The Hamsa and the Evil Eye

I’ve just returned from St Louis where I was for 6 weeks to help my daughter with a new baby. While there I remembered that we had bought her a hamsa from a shop in Old Jaffa (www.adinaplastelina.com ) while we were in Israel last year. It’s very pretty—a pendant on a ribbon—and I started reading up more on what its significance is.

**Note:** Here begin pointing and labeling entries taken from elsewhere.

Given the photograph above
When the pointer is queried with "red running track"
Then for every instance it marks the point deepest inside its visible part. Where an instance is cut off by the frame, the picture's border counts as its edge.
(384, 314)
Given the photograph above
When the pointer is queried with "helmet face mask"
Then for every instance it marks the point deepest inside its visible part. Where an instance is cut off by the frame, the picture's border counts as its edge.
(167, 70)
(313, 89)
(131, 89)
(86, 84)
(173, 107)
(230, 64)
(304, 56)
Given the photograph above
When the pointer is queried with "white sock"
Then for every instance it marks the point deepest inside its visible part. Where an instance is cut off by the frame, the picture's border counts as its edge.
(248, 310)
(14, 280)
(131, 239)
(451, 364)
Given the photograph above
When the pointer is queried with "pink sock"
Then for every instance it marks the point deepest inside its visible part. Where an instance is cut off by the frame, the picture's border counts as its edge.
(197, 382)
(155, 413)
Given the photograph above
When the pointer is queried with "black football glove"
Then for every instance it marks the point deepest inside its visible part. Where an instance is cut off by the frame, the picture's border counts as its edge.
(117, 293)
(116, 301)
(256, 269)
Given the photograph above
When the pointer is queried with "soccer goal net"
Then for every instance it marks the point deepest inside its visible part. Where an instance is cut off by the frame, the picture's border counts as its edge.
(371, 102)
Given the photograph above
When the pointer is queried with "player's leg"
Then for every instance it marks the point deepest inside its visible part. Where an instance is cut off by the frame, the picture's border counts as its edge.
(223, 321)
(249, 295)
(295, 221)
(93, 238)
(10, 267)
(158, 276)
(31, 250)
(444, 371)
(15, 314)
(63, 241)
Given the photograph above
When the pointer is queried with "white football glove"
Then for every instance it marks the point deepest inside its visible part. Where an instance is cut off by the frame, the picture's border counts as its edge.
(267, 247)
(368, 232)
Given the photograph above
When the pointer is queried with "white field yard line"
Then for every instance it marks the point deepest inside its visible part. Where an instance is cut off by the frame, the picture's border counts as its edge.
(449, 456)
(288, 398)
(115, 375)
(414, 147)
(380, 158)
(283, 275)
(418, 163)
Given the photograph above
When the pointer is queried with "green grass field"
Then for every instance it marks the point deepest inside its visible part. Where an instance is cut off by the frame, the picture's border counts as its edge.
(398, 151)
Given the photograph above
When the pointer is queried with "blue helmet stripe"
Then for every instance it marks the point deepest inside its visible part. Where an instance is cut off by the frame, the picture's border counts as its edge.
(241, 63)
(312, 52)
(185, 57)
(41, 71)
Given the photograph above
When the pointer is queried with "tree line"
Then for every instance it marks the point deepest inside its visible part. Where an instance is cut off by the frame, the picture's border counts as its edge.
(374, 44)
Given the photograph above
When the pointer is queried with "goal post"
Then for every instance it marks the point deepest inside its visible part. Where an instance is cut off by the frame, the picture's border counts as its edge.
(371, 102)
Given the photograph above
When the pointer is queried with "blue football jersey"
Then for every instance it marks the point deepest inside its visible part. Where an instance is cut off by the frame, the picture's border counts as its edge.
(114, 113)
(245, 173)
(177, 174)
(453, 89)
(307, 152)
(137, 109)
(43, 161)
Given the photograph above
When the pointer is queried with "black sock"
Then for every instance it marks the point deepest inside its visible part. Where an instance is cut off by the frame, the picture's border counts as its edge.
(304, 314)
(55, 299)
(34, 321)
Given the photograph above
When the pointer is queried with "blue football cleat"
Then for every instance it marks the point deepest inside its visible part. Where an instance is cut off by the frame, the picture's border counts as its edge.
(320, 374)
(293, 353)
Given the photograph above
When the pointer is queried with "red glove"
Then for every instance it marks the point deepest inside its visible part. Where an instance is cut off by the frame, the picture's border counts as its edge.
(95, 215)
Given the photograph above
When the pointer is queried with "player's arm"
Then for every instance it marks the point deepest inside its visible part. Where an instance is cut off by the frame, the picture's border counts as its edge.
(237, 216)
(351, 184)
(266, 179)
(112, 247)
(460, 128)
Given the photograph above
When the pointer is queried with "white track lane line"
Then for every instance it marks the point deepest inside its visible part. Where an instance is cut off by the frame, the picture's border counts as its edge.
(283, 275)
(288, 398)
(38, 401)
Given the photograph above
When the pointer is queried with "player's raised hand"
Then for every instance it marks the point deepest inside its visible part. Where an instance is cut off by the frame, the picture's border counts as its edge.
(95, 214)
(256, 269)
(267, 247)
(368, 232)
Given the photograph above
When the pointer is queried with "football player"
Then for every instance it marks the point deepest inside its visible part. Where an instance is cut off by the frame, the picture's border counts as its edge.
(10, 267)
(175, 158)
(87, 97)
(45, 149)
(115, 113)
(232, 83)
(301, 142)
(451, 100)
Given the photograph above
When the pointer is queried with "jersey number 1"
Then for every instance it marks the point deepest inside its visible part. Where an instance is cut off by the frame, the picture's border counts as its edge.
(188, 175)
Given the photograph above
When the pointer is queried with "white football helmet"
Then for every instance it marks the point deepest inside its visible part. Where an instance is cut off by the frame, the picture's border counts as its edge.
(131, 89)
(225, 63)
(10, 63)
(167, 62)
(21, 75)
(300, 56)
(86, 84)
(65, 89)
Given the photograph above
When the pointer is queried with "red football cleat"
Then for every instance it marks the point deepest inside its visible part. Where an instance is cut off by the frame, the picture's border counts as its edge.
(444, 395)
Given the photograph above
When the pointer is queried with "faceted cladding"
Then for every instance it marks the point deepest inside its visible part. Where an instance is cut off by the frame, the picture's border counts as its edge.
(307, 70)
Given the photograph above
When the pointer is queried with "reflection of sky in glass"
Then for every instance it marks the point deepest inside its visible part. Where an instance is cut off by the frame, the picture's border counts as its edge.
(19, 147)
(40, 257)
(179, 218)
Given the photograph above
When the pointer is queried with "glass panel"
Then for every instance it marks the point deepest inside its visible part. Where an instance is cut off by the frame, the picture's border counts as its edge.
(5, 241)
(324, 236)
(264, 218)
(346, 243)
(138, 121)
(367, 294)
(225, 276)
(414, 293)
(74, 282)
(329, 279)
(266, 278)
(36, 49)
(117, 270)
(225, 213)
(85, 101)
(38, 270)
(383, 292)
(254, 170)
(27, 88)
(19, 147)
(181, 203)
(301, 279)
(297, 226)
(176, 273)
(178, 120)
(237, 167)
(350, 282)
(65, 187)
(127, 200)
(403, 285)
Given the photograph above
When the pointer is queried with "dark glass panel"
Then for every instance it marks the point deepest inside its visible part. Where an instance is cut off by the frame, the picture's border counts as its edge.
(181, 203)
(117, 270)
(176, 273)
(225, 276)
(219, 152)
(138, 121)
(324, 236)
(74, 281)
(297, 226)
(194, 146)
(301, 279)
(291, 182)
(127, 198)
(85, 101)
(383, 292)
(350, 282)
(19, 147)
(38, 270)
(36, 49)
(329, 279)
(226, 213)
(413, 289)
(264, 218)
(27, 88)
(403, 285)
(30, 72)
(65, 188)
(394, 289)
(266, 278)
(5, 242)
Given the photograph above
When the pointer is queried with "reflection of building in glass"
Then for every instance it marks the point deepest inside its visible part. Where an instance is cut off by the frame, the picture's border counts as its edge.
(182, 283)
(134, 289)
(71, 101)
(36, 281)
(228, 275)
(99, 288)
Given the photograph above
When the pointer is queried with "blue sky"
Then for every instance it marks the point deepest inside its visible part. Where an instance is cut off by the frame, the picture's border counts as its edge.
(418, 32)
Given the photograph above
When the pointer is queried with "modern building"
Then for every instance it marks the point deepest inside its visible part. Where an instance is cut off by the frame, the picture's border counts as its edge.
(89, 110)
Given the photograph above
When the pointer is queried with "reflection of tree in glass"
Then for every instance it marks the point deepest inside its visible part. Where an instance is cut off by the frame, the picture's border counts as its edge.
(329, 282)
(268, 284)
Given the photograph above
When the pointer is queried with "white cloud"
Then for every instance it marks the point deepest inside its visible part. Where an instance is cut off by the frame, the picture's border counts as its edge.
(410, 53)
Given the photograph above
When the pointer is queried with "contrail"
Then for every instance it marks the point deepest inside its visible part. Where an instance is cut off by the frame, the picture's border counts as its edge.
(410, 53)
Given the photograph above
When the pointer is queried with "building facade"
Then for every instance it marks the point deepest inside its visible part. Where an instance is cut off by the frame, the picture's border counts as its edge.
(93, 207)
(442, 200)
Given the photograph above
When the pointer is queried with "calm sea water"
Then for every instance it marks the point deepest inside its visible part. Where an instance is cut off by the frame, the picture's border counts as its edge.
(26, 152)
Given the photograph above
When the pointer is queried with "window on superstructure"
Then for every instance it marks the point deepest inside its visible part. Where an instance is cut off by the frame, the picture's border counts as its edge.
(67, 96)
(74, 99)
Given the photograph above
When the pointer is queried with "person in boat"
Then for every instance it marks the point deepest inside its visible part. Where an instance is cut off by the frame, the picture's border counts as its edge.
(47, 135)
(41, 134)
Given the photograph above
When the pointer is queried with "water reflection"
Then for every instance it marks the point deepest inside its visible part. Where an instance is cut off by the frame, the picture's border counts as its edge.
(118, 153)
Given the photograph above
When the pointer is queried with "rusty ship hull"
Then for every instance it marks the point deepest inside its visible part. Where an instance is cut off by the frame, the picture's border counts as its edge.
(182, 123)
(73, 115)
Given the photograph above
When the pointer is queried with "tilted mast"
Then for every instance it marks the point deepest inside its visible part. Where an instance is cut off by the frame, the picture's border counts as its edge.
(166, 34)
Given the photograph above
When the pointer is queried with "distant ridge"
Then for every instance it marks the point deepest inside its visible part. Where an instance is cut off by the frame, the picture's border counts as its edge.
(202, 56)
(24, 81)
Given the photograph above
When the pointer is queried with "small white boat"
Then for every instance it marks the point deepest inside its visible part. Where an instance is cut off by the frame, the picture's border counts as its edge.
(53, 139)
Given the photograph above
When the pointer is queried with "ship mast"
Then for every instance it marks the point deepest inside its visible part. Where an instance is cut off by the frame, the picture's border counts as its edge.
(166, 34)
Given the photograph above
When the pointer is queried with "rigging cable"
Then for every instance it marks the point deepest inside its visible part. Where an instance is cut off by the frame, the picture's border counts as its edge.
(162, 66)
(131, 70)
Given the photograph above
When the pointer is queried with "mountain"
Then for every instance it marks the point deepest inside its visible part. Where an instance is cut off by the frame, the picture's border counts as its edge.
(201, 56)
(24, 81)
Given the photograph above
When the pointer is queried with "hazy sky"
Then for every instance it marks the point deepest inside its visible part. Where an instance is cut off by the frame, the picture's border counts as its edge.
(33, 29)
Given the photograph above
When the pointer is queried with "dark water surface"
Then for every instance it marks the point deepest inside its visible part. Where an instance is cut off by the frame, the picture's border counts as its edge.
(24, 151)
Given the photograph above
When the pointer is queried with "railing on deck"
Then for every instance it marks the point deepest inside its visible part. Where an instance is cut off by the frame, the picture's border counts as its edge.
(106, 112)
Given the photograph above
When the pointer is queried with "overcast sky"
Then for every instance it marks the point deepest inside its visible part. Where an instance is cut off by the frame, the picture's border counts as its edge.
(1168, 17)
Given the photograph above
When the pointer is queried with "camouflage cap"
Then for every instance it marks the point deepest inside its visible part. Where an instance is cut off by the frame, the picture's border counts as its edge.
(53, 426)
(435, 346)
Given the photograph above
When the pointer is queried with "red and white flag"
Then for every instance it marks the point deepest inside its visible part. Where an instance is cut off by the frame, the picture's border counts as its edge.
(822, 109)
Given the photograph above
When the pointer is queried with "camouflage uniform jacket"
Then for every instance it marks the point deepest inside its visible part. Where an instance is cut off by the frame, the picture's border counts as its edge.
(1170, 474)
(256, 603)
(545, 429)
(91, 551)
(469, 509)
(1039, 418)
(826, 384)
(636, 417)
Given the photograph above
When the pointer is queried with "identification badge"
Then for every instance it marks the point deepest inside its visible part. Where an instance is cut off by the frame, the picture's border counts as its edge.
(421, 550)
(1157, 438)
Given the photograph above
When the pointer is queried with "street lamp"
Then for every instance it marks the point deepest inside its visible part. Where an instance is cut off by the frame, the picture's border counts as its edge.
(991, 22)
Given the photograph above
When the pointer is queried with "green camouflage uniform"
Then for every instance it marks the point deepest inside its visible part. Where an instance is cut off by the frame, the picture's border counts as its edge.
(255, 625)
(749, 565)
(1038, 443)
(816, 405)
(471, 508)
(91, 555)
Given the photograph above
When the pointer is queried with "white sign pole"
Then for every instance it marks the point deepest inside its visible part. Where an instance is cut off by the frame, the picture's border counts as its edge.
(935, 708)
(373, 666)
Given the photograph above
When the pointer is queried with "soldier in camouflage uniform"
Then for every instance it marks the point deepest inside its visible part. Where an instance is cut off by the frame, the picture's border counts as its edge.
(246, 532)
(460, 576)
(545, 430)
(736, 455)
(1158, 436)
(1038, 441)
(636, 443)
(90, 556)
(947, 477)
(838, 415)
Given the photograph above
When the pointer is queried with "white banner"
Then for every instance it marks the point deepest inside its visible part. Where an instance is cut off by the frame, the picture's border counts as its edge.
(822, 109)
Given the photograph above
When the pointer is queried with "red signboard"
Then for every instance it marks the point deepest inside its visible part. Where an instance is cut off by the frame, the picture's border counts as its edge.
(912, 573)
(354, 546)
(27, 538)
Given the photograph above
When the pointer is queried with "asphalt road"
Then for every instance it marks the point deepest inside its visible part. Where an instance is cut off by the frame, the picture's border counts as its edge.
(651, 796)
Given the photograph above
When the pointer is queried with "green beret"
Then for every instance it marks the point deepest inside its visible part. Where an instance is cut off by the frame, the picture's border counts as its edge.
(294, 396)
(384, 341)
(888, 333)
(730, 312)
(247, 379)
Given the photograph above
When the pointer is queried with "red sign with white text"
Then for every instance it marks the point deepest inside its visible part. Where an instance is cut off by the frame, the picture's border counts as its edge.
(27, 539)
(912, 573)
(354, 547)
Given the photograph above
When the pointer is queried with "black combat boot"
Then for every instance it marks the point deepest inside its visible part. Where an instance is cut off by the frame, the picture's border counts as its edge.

These days, with so much strife and discord around the world, especially in the Middle East, it seems to me that it would be a really good thing for people to find similarities between groups, rather than differences. It seems the hamsa could be one such agreement.


Hamsa pendant


Typical Turkish-style “Evil Eye”

According to the leaflet that came with my daughter’s hamsa: “Known in Islamic societies as the Hand of Fatima, and in Jewish lore as the Hand of Miriam, the hamsa serves as an ancient talismanic way of averting the evil eye or, more generally, of providing a “protecting hand” or “Hand of God”. Some sources link the significance of the five fingers to the five books of the Torah, or to the five pillars of Islam. In recent years some activists for Middle East peace have chosen to wear a hamsa as a symbol of the similarities of origins and tradition between the Islamic and Jewish faiths.”

This idea of protection from “the evil eye” is common in many countries in the Middle East, especially in Turkey and countries where the Ottoman Empire ruled, such as Bosnia in the former Yugoslavia. The concept is the same—wearing, or having, some talisman that will protect against bad things, or ward off evil—but the actual amulet is very different. The typical Turkish one is a flattish bright blue circular bead with light blue and white inner circles and a darker blue center, like an ‘eye’. They are made into jewelry, or into beads that hang in cars, over doorways etc. People have them in kitchens, on baby strollers, on motorbikes etc. We have bought quite a number over the years, in Turkey and more recently in Bosnia.


This kitchen is protected by a Mexican folk skull and a Turkish evil eye


This kitchen also has an evil eye

Here’s a short discussion about the Turkish evil eye:


For a more extensive history and meaning of the evil eye, see here:


How can we all rally, and have some kind of hamsa, or evil eye, or other protection from the evil in this world? A symbol that would bind people together? I’m just being idealistic, I know, but it doesn’t hurt to dream!